Death is not an easy concept, even for the most hardened palaeontologist. Some may believe in heaven, and many geologists experience it on Earth – we find ourselves in some delightful places. But what should become of our bodies once we return to dust? On a recent field trip to Namibia, I came across the most wonderful answer.
Alison Laidlaw was a friend of the Earth Science Department at Edinburgh University. In her later life she came into some money, and suggested it be used to start a travel fund for young geologists. Alison took a great interest in the trust, and would come into the department to hear seminars from recipients. As she became increasingly infirm, students took to visiting her at home to share photos from their travels.
When Alison passed away in 2007, she left her fortune to the trust, and its name was changed in her honour. The trust is managed partly by the friend that first connected her with the Earth Science department, Professor Godfrey Fitton.
When Godfrey contacted the crematorium, he discovered that Alison’s ashes were left unclaimed; they now lie among the piles of rocks and papers in his office.
The Laidlaw-Hall Trust supports three to four groups of travelling students each year. All that Godfrey asks is for a pinch of her ashes to be taken along and left behind at a particularly interesting or beautiful spot.
“Alison was a wonderful old lady who would have been greatly amused by our efforts to disperse her ashes around the world”.
Part of Ms Laidlaw now lies in all sorts of remarkable places: the mid-Atlantic ridge, an active volcanic dome on Montserrat and the shore of a prehistoric lake in Utah, to name a few examples.

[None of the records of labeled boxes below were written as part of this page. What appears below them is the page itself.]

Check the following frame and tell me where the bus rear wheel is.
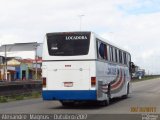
[122,84,129,99]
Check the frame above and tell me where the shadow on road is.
[50,97,130,110]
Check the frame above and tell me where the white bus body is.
[42,32,131,103]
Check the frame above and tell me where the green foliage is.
[0,96,8,103]
[15,95,24,100]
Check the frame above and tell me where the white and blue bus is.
[42,32,132,105]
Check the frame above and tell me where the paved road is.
[0,79,160,119]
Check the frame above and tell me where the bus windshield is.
[47,32,90,56]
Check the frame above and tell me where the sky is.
[0,0,160,74]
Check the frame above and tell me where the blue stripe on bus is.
[42,90,97,100]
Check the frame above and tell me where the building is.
[0,58,42,81]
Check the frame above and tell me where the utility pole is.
[35,44,39,80]
[4,45,7,81]
[79,15,85,31]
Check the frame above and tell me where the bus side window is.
[109,46,113,61]
[123,52,127,65]
[119,50,122,64]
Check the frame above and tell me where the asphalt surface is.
[0,78,160,120]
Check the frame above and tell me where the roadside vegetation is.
[0,92,41,103]
[131,75,160,82]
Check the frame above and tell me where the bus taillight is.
[91,77,96,87]
[42,77,46,87]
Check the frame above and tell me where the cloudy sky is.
[0,0,160,74]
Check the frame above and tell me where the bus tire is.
[122,83,129,99]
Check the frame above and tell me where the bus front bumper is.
[42,90,97,101]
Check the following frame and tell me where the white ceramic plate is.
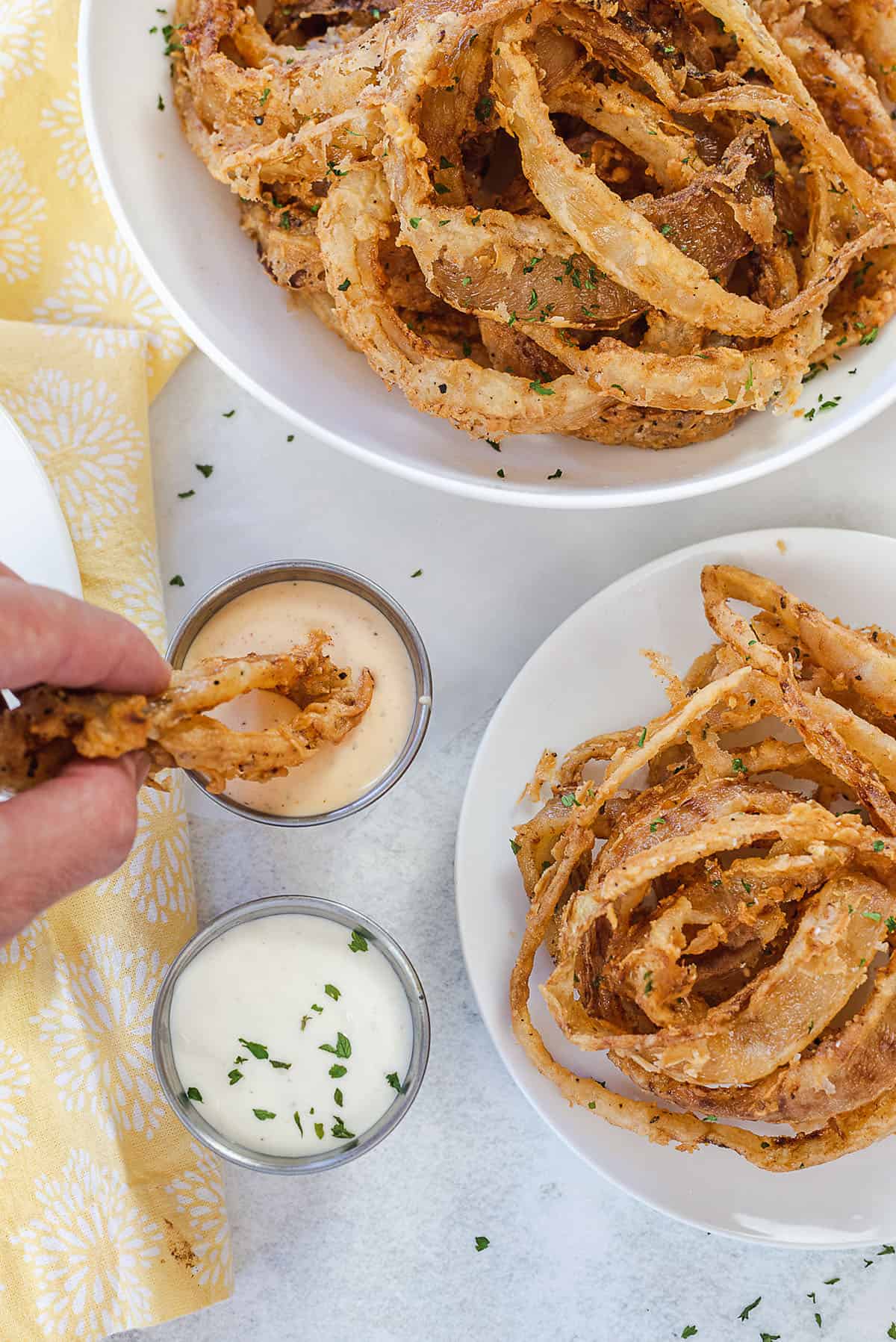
[79,0,896,509]
[456,529,896,1248]
[0,406,81,596]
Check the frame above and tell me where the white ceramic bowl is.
[79,0,896,509]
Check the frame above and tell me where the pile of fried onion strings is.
[510,566,896,1170]
[169,0,896,447]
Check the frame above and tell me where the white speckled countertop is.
[115,353,896,1342]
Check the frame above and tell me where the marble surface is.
[121,354,896,1342]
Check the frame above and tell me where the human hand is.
[0,564,170,945]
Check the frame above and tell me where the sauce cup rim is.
[165,559,432,830]
[152,895,429,1174]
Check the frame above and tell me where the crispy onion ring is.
[510,565,896,1170]
[173,0,896,447]
[0,630,373,792]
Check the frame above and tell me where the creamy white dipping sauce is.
[170,914,413,1155]
[184,581,416,816]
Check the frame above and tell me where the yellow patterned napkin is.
[0,0,232,1342]
[0,320,231,1342]
[0,0,190,400]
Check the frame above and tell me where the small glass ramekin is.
[153,895,429,1174]
[167,559,432,828]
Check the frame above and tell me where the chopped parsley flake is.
[240,1039,268,1059]
[318,1029,352,1057]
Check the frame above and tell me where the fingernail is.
[131,751,152,792]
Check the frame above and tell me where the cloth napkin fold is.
[0,0,232,1342]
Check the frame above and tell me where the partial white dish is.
[0,406,81,596]
[456,527,896,1248]
[79,0,896,509]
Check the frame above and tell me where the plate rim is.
[0,400,83,597]
[78,0,896,512]
[453,526,896,1252]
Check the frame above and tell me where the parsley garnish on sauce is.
[240,1039,268,1057]
[318,1029,352,1057]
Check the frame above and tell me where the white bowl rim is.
[78,0,896,510]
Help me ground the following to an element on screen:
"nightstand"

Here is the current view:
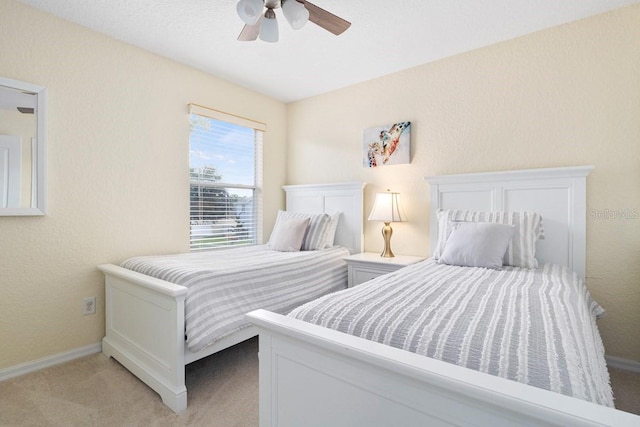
[344,252,425,288]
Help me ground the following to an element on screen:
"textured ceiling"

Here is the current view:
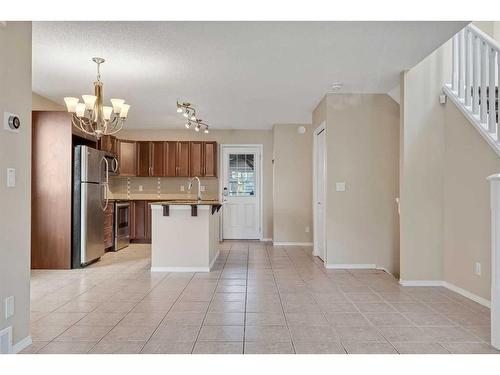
[33,22,466,129]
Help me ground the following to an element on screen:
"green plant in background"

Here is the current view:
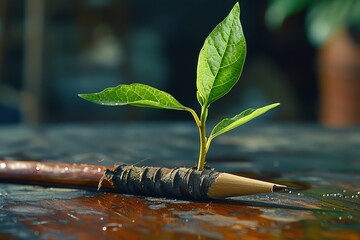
[79,3,279,171]
[265,0,360,47]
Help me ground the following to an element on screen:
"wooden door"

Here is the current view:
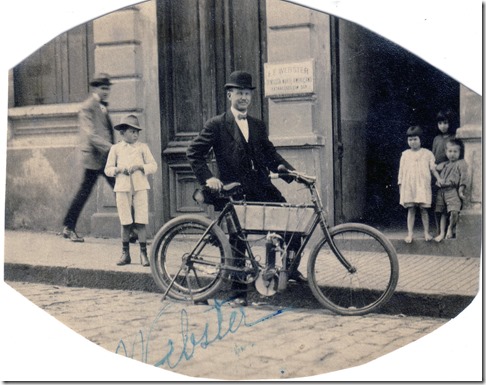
[157,0,266,220]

One of the most peaceful places I have ever visited, the Zebra River Canyon in southern Namibia, is a world away from life in Edinburgh. There isn’t a lot of activity, but the occasional mountain zebra swings by to remind you that you are on African soil. It is a special site for palaeontologists, as the rocks host some of the earliest animal life on Earth. We laid a small part of Alison Laidlaw to rest in the heavenly Zebra River Canyon, and I can think of no happier ending for the dust of geologist.